The Manufacturers Association of Nigeria (MAN) has disclosed that it is hoping that this year, 2025, the country’s public debt will grow modestly, necessitating a delicate balance between borrowing for growth and maintaining debt sustainability.
Specifically, MAN revealed that the nation’s total debt stock escalated from N87.38 trillion to N134.3 trillion over the last one year without significant patronage of capital goods for infrastructure development and robust economic growth.
MAN, in its economic research findings sighted by New Telegraph, indicated that despite revenue gains from subsidy removal and naira devaluation, the government’s fiscal operation remained constrained by mounting debt pressures.
In fact, the manufacturing body affirmed that domestic and external debt profiles had consistently surged due to rising interest rates and exchange rates.
It stated that in 2024, Nigeria’s public debt reach borrowings to finance critical infrastructure projects.
Debt servicing consumed nearly 162 per cent of government revenues, leaving limited fiscal space for developmental expenditures.
In addition, the removal of fuel subsidies and exchange rate unification compounded fiscal challenges, increasing the cost of external debt repayments due to naira depreciation.
However, despite these pressures, reforms aimed at enhancing revenue generation, such as improved tax administration through the new tax reform bill underway and the expansion of non-oil revenue streams, provided some relief.
MAN stated in the research that implementing fiscal discipline, diversifying revenue sources, and attracting private investments through publicprivate partnerships would be critical to managing debt while fostering economic development.
For instance, MAN mentioned in the findings that the Federation Accounts Allocation Committee (FAAC) disbursement to the Federal Government, states and local government councils (LGCs) increased respectively year-on-year and quarter-on-quarter by 30.2 per cent and 13 per cent from N3.01 trillion in Q3’24 and N3.47 trillion in Q2’24 to N3.92 trillion in Q3’24.
Precisely, MAN emphasised that since June 2023, total distributed FAAC revenue among Federal Government, states and local government councils (LGCs) amounted to N19.07 trillion.
While highlighting manufacturing trade’s performance, the report pointed out that the devaluation of the naira highly contributed to the consistent increase in the value of manufacturing export.
Specifically, it revealed that “manufactured exports rose from N212.14 billion in Q2’23 to N268.79 billion in Q1’24 and N480.82 billion in Q2’24.

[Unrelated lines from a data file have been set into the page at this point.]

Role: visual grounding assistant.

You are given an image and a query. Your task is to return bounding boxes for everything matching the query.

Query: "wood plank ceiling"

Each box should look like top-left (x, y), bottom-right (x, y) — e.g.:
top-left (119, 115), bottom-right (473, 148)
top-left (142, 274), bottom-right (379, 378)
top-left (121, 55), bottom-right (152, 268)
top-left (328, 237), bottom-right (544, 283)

This marked 126.7 per cent increase year-on-year and 78.9 per cent increase quarter-on-quarter.
However, the cost of imported raw materials also surged consistently from N567.80 billion in Q2’23 to N1.47 trillion in Q1 2024 and 1.48 trillion in Q2’24.
This shows that the net loss of the naira devaluation has been enormous for manufacturers.
“Similarly, the MAN report also noted that sporadic rise in the cost of imported raw materials had limited the competitiveness of Nigerian manufacturing exporters.
According to MAN, “this is evident by the significant decline in the share of manufacturing export in non-oil export from 30.24 per cent in Q2’23 to 15.11 per cent in Q1’24 before rebounding to 24.73 per cent in 2024. “Nonetheless, it is yet to retain its initial contribution to non-oil export.
The share of manufactured export in total export also dropped from 3.3 per cent in Q2’23 to 1.4 per cent in Q1’24 before rebounding to 2.48 per cent in Q2’24.
However, it is yet to retain its initial contribution to total export.
“Speaking on the key business risks in 2025, the Director-General of MAN, Segun Ajayi-Kadir, explained that businesses would have to worry about the following risks as they craft their strategies for 2025. Exposure to the risks vary across sectors.
Businesses would therefore need to calibrate their strategies according to the level of exposure to some risks, including, forex volatility risk, interest rate risk, inflation risk, financial and monetary policy risk, regulatory risk, cybersecurity risk, insecurity risk, political risk, corruption risk, especially with regard to public sector transactions and contracts, environmental / climate change risk.